There is a reality TV show in America called Extreme Couponing, which makes for fairly addictive viewing. In it, “couponers” spend hours searching for, and clipping out, money-saving coupons and then compete to save as much money as possible while accumulating as many groceries as possible. It works. Check out past episodes on the internet and you get to watch the truly dedicated leaving supermarkets having paid $50 for $500-worth of food. It is also proving to be a pretty popular concept as real wages continue to stagnate in the US – not only does the show have millions of viewers but its theme has been picked up by scores of websites that purport to be able to teach people super-couponing skills.

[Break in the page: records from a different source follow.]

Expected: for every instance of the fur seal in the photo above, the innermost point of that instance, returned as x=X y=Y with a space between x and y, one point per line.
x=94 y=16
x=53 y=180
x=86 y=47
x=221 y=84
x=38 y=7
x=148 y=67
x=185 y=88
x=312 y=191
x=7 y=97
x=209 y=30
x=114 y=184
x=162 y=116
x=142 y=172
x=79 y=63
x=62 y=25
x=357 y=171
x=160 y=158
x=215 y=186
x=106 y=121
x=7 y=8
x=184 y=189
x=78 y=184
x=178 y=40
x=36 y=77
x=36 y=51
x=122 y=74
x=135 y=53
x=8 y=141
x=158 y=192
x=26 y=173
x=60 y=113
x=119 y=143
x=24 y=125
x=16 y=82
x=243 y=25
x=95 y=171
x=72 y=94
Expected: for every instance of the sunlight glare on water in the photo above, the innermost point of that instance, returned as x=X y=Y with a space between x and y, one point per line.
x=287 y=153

You might think couponing sounds awful. If so, you won’t want to read on. Why? Because the extreme money-saving craze has crossed the Atlantic. Visit Motivatingmum.co.uk and you will find a section written by Debbie O’Connor, an accountant and coupon user who attended a talk on extreme couponing in America. Since then she has, she says, used her new knowledge to cut her grocery bill by 35%. She reckons that, should we want to, the rest of us can do the same. How? First you need to know where to find the deals. In America, newspapers and magazines print hundreds of coupons every week. Couponers then cut them out (I remember doing this as a child in the States), and use them as needed.

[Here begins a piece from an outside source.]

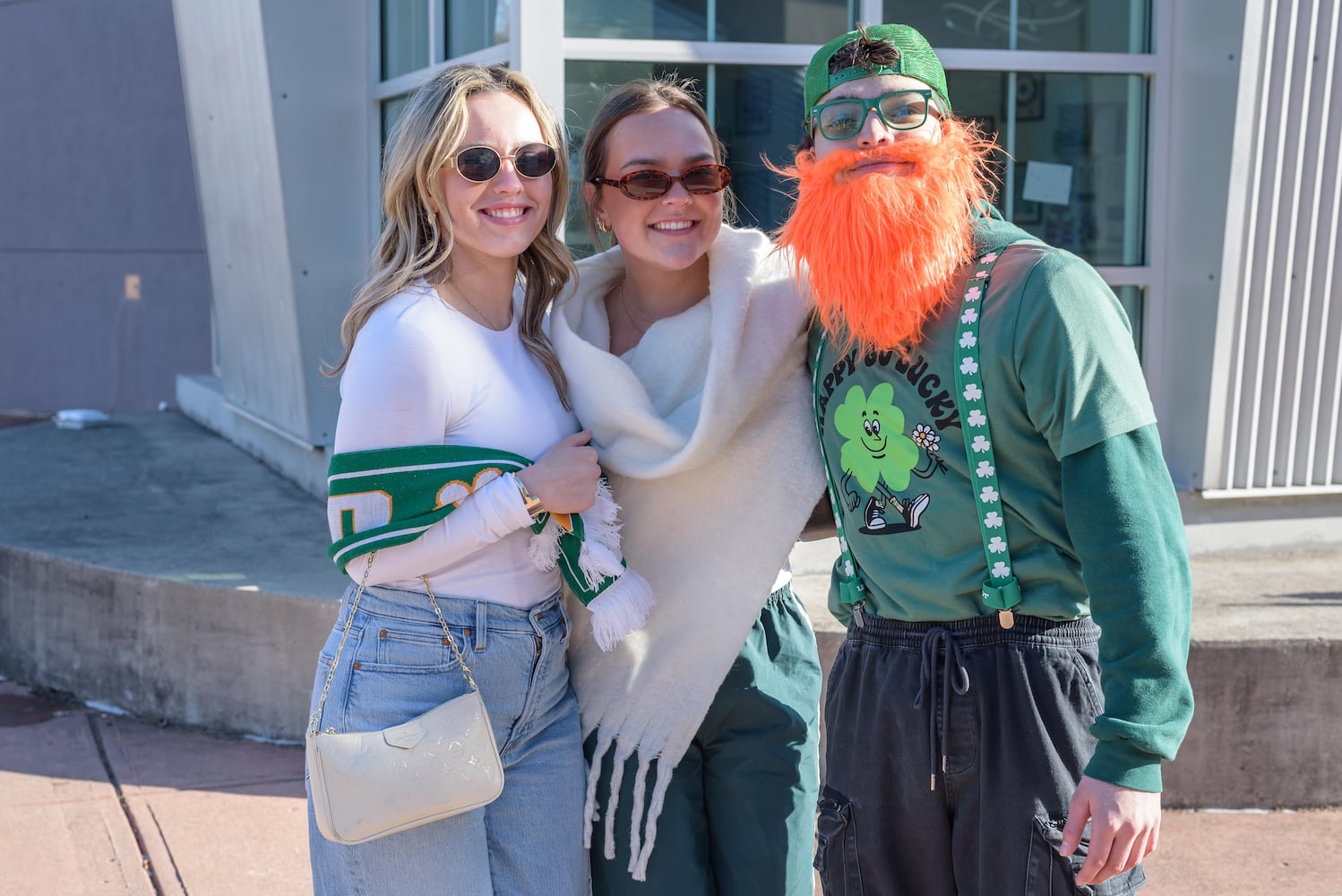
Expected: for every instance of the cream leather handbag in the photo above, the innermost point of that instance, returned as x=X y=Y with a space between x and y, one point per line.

That doesn’t work here – we don’t have much of a tradition of printed coupons. So while you can pick up a few, if you want real deals, you need the internet. O’Connor recommends regular visits to the top voucher site, including the likes of Savoo.co.uk, where participants both find deals and list ones they have used for others to use too.

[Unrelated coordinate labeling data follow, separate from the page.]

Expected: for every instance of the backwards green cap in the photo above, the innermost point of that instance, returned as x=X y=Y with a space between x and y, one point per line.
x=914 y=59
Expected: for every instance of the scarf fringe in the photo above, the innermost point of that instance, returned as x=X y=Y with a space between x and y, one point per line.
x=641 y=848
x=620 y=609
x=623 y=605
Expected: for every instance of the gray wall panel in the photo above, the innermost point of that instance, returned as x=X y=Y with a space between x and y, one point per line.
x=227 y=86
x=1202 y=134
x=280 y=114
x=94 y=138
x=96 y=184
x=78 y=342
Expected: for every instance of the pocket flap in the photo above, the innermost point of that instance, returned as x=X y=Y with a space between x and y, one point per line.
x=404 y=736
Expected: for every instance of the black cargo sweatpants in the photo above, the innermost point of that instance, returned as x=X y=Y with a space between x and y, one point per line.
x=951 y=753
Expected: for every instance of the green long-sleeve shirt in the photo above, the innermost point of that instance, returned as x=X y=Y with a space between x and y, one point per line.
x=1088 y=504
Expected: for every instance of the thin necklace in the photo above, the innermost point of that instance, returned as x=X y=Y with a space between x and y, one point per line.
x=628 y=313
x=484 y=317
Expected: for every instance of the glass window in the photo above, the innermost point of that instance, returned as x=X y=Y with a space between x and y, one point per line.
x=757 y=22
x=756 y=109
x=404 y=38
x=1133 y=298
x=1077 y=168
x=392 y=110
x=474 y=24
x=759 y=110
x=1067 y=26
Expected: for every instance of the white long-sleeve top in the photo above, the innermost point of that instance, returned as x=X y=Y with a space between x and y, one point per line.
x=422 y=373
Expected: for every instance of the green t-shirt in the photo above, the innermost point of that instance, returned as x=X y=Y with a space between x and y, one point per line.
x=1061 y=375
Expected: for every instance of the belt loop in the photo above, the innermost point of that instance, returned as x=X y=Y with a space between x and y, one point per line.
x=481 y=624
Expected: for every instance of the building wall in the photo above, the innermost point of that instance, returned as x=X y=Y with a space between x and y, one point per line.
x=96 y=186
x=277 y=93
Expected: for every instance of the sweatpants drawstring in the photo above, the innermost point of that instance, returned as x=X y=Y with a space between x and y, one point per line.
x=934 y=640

She also encourages subscribing to all the retailers’ online newsletters. These look like spam, but are “teeming with money-saving offers”. So open a special email account for them, she says, and check it before every shop. If you shop at Tesco you should also use Tescopricecheck.com. Pop the details of your receipt into the site and if your shopping wasn’t cheaper at Tesco than Asda, the supermarket will make up the difference. Mysupermarket.co.uk is also good for comparing costs and offering voucher codes that cut your bill (£15 off at Sainsbury’s, for example).

Extreme couponing will never be quite as lucrative in Britain as in America – I can’t see Tesco letting anyone cut their bill by 90%. But our shops are entering a brutal pre-Christmas price war. So if you want to save money and you enjoy – as O’Connor does – the “thrill of the chase”, you could find the next few months quite satisfactory.